2019 was a monumental year for the digital asset industry, especially for a majority of the world’s cryptocurrency exchanges.
Wash trading and less-than-accurate trading statistics were major issues coming into 2019. Last November, Coinmarketcap launched a new liquidity metric in order to counter fake trading volumes. The impact was witnessed right away as certain exchanges accounting for over a billion dollars in trade volume were reportedly marked by the metric as posting misleading statistics.
According to data released by the State of Adoption report, major exchanges such as Coinbene, HitBTC, and Bithumb, all exchanges that usually record trading volumes of over a billion, were identified as having misreported after the launch of the metric.
Following the launch, Carylyne Chan, CSO at CoinMarketCap, had said that the major longterm objective is to counter a situation where traders would try to inflate volume via the consecutive deployment of orders, to buy and sell to themselves.
Additionally, the report suggested that liquidity received a major boost in 2019 among exchanges. In 2018, the average volume reported throughout the year remained under $2.5 billion, whereas the number improved drastically in 2019, with the average close to $5 billion throughout the year.

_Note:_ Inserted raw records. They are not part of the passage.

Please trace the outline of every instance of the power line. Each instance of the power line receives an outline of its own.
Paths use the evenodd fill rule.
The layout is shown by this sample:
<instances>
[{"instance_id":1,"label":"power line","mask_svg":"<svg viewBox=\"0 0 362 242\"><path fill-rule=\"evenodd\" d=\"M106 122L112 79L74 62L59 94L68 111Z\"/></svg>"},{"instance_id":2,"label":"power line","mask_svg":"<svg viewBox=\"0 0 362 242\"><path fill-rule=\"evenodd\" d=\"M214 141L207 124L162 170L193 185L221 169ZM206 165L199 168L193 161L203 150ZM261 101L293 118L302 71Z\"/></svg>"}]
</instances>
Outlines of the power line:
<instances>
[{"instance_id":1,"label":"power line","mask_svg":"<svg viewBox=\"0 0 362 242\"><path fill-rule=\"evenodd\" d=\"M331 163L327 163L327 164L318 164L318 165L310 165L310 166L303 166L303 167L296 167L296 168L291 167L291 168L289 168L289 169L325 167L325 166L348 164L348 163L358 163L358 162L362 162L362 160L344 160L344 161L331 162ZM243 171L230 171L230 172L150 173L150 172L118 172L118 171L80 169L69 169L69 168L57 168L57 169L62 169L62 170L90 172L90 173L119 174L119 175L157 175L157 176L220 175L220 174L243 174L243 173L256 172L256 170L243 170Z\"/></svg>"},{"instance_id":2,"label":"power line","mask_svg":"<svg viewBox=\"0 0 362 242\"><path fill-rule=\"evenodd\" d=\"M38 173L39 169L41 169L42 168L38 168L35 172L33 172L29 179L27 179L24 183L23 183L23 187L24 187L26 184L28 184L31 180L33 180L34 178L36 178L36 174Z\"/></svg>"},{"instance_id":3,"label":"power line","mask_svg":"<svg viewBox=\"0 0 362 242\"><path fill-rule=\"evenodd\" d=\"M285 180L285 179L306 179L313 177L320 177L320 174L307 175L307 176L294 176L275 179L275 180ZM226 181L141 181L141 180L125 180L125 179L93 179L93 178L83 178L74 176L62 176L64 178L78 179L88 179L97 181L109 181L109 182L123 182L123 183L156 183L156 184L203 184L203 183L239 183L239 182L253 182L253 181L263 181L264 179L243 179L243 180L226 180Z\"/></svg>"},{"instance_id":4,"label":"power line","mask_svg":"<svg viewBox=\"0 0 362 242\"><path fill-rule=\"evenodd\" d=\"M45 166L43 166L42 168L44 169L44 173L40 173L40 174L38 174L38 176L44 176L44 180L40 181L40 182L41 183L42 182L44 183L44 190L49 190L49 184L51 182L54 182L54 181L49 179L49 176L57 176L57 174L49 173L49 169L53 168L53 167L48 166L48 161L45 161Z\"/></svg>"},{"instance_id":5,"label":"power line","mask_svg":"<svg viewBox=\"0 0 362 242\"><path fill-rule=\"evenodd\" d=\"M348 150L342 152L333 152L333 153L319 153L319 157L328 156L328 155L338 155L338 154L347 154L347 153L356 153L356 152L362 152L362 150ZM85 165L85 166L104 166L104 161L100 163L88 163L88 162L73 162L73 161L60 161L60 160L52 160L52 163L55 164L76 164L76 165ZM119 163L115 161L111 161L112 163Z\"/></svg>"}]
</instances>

Moreover, exchanges started losing fewer funds due to hacks and attacks as well. The number of hacks reported in 2018 and 2019 remained fairly the same but in 2018, exchanges collectively lost close to $900 million in asset capital. The figure dropped below $200 million in 2019.
BitMEX’s insurance fund gained over the 12-month period, stretching the valuation from under $100 million to close to $300 million. Moreover, a sense of trust towards popular exchanges registered an uptick as the total amount of Bitcoin under exchange custody steadily rose over the course of 2019.